A lot of business owners are putting off working on their marketing strategy.

They’re waiting for things to settle down, for the market to become more stable, or to simply have more certainty about the way things are going to go.

That’s an understandable and common approach.

But the problem is that they’re likely to be waiting forever.

Because there’s no such thing as certainty about the future, and there’s no such thing as stability—only the illusion of it.

The way to navigate the future is neither to predict its course nor wait it out—it’s to prepare for multiple outcomes.

As elite firefighter Peter Leschak put it, by way of Dan Dworkis’s The Emergency Mind, “You must not merely tolerate uncertainty, you must savor it. Or you won’t last long.”

In business, as in all of life, uncertainty is the constant, not the aberration. Things can and, if we work at it, will improve.

But they’ll never be certain or stable.

Stability is stasis, and what we want is progress. We want improvement and increased opportunities.

Which means, if we’re honest with ourselves, we’ll realize that we truly want things to change. We only think we want stability, when the truth is that what we want is certainty.

Which we cannot have.

So how do we deal with uncertainty and make the best of it? First, we stay optimistic.

Even when things are dire, we’ve got to stay positive. As high-performance sports psychologist Michael Gervais once said, “I haven’t met a world-class thinker or doer that isn’t fundamentally optimistic.”

That positivity and optimism will allow us to do the real work of imagining multiple scenarios for the future. Not as a way to predict, but as a way to make sure we’re as prepared as we can be.

This is the art of scenario planning.

As Annie Duke wrote in Thinking in Bets, “Scenario planning reminds us that the future is inherently uncertain. By making that explicit in our decision-making process, we have a more realistic view of the world.”

Scenario planning also makes sure that “we are better prepared for how we are going to respond to different outcomes that might result from our initial decision. We can anticipate positive or negative developments and plan our strategy, rather than being reactive.”

And “anticipating the range of outcomes also keeps us from unproductive regret (or underserved euphoria) when a particular future happens.”

It’s not that any single one of our scenarios will transpire in the exact detail we imagined, but by making sure we’re prepared for multiple outcomes, we’re far more likely to be prepared for any outcome that may come to pass.

And we’ll be a lot happier whatever happens. As Duke sums it up, “We are going to do better, and be happier, if we start by recognizing that we’ll never be sure of the future.”

All of this means you can neither wait for certainty before creating your strategy, nor can your strategy assume a single way the world, the market, or the competition is going to go.

The structure you create for your marketing work must admit multiple scenarios, and must include options to change, to seize new opportunities, and divest yourself of underperforming actions.

Which means you can’t commit all your resources to one activity or one opportunity—never bet everything on anything.

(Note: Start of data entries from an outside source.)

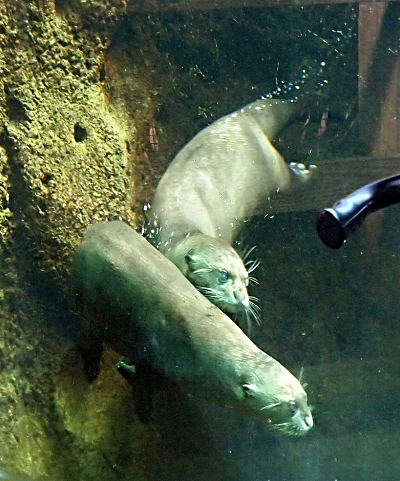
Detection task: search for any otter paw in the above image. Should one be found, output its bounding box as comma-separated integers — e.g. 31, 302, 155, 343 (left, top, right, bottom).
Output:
289, 162, 317, 182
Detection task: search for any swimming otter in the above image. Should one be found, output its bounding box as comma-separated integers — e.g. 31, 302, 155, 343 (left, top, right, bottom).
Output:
72, 221, 313, 435
147, 100, 309, 314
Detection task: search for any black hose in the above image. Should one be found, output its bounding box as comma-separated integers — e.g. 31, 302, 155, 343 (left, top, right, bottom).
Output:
317, 174, 400, 249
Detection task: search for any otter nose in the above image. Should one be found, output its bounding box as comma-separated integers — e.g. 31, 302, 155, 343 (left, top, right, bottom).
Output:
304, 413, 314, 429
233, 289, 249, 306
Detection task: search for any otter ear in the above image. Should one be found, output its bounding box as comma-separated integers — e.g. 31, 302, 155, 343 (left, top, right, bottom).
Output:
242, 384, 258, 397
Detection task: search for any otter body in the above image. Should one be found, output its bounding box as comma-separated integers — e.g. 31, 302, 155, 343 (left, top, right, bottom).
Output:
73, 222, 313, 434
147, 100, 308, 312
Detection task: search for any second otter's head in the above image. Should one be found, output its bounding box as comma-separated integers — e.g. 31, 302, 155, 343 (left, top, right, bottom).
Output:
165, 234, 250, 313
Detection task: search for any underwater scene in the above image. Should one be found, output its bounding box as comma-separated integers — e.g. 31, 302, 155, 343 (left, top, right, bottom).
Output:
0, 0, 400, 481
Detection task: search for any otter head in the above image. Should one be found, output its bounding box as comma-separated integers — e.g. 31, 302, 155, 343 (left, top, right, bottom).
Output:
240, 353, 314, 436
165, 234, 250, 313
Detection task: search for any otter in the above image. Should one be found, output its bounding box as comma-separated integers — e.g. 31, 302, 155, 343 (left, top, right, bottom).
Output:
72, 221, 313, 435
147, 99, 311, 317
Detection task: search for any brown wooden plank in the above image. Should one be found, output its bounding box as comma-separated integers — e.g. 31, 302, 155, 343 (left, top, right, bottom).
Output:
128, 0, 399, 13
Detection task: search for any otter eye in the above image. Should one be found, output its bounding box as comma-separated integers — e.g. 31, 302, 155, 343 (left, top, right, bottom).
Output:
218, 271, 229, 284
288, 401, 297, 416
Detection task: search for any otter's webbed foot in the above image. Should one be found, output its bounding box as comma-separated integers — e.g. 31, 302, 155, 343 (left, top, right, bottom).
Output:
289, 162, 318, 182
117, 361, 155, 423
117, 361, 136, 384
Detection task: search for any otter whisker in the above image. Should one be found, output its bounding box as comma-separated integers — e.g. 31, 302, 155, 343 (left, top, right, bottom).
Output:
244, 259, 260, 274
246, 301, 261, 326
242, 246, 257, 265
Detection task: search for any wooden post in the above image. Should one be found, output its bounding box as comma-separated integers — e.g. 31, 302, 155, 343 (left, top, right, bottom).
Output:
359, 2, 400, 154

You can’t overexert yourself to meet some short-term goal you won’t be able to recover from—only do what you can sustain for the long-term.

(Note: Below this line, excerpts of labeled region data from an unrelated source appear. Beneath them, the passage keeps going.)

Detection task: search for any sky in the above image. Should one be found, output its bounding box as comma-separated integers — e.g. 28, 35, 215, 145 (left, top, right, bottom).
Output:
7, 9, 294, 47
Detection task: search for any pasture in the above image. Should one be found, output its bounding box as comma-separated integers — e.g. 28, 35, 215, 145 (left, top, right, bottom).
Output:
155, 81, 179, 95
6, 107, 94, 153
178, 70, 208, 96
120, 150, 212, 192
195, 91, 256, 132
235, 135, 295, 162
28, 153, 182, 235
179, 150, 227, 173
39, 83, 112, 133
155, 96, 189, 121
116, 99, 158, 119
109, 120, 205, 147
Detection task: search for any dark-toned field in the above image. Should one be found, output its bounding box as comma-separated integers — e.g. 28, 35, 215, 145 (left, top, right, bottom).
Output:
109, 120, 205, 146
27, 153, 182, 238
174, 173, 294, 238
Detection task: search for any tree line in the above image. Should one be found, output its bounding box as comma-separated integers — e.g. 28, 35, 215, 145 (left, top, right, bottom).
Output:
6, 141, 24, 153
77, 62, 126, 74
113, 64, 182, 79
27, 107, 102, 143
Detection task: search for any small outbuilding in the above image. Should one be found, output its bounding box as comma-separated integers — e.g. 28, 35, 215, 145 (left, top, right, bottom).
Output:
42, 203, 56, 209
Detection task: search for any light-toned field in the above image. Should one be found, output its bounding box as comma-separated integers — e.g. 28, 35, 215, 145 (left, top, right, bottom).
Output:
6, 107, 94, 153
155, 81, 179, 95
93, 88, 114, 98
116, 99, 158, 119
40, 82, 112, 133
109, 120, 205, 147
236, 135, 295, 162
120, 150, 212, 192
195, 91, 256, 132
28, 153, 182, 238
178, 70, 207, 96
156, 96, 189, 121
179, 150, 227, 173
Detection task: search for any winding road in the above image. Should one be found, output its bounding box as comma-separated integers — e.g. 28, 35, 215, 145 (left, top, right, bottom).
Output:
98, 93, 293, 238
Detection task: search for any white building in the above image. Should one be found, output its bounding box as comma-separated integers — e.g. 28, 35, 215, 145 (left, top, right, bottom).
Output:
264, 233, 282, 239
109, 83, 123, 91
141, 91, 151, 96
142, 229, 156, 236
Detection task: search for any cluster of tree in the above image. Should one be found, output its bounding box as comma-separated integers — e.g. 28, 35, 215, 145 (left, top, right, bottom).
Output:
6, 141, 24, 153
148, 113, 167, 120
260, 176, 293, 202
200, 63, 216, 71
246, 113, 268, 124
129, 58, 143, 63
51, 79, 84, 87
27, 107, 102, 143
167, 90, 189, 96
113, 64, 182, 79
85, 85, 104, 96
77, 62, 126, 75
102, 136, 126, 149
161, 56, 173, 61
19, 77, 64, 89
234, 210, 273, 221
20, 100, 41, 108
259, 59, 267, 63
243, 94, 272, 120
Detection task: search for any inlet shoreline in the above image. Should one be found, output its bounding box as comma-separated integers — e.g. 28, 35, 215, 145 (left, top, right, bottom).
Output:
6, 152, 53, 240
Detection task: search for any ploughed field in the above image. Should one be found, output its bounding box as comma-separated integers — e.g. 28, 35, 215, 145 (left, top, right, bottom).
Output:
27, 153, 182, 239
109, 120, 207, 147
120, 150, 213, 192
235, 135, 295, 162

And you can’t wear out all your enthusiasm and patience by taking actions you don’t like in the hopes they’ll eventually pay off—they won’t, because you won’t stick with them.

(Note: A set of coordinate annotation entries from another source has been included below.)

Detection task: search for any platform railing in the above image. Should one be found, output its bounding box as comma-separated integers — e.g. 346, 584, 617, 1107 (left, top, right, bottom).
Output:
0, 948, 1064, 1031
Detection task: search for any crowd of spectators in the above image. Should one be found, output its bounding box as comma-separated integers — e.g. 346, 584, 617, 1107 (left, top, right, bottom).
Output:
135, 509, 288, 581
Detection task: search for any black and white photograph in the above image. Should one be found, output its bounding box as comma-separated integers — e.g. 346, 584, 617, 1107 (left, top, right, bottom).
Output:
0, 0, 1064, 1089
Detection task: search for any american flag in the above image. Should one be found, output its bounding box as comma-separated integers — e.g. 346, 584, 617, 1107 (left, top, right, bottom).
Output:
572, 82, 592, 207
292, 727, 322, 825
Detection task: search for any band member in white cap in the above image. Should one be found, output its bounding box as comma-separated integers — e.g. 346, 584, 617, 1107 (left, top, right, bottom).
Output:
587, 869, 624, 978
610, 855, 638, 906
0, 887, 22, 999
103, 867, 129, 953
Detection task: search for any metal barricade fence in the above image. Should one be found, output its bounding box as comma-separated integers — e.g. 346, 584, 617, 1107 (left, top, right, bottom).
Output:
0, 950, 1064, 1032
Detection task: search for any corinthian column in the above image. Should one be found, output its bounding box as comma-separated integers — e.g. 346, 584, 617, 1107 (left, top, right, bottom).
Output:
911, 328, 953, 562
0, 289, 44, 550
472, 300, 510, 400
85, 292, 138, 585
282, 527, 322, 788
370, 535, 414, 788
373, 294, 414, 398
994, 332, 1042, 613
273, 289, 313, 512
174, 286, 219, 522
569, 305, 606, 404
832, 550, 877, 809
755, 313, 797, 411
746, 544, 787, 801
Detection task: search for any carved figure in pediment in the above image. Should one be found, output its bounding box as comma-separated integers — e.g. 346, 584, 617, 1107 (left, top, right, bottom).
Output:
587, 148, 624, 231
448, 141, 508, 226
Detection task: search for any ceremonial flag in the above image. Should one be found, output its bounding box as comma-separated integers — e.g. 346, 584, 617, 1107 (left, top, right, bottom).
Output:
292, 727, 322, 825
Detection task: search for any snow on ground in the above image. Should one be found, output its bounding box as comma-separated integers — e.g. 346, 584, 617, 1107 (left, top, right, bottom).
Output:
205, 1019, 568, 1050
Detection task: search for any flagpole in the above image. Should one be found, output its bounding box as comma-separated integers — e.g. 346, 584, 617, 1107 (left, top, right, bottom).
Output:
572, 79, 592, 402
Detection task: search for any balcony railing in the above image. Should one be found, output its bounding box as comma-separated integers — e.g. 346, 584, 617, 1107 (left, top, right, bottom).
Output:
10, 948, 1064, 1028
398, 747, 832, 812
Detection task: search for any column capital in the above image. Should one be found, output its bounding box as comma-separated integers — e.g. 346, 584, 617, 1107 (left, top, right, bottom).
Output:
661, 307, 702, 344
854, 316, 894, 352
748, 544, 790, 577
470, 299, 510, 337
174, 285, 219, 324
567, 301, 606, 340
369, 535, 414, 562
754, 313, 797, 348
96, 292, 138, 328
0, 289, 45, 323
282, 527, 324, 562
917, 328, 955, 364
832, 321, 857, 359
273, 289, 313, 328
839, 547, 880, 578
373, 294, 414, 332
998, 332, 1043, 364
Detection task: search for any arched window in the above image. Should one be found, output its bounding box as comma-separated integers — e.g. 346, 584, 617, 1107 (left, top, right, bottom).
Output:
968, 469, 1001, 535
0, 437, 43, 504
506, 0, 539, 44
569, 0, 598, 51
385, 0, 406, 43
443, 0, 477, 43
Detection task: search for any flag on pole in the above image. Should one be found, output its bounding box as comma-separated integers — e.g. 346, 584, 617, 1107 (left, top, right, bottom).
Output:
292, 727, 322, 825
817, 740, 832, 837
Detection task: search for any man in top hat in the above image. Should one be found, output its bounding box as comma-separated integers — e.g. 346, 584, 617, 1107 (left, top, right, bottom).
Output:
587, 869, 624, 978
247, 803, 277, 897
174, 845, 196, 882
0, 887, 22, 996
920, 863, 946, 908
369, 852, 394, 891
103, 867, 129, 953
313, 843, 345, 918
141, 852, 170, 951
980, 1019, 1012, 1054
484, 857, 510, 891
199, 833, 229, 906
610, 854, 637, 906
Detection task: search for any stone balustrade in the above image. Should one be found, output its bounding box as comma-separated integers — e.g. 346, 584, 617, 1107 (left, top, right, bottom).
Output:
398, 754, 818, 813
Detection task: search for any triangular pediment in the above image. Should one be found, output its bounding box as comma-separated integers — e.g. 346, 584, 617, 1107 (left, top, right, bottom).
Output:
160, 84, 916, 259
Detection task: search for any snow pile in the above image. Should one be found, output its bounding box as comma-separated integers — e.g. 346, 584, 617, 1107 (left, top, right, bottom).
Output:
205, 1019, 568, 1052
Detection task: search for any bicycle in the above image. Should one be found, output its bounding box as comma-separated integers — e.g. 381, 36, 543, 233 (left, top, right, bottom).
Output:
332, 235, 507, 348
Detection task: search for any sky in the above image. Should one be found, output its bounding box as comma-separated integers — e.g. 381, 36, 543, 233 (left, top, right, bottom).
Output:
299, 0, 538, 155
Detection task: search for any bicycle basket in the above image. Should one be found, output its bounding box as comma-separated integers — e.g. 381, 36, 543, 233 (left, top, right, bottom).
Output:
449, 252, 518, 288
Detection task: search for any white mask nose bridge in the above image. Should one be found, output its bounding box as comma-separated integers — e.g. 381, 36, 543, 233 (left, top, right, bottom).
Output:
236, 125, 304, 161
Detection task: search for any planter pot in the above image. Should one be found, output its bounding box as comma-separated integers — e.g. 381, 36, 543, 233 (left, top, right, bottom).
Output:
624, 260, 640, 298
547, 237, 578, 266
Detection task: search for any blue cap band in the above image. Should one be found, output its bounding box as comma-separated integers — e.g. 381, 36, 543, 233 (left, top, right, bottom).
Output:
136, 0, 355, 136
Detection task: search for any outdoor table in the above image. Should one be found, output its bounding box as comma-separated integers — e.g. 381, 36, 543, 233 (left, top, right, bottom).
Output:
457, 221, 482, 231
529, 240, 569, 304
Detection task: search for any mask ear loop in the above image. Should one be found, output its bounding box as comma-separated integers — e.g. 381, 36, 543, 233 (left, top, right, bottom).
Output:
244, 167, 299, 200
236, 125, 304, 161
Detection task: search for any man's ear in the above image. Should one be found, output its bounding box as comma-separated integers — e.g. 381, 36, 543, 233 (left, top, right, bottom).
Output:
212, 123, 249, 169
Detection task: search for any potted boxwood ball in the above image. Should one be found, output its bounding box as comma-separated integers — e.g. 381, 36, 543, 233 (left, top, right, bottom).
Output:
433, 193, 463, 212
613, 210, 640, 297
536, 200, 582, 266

As Lawrence Freedman wrote in Strategy: A History, “Strategy could never really be considered a settled product, a fixed reference point for all decision-making, but rather a continuing activity, with important moments of decision.”

Your strategy is never done, it’s a living, working document and a structure for making decisions—not a set commitment for every decision that you’ll make in the future.

Certainty about anything in the future is merely an attractive illusion. It’s a dangerous mirage more likely to lead us off track than it is to get us where we want to go.

So don’t just accept uncertainty, savor it.

And start working on your marketing strategy today.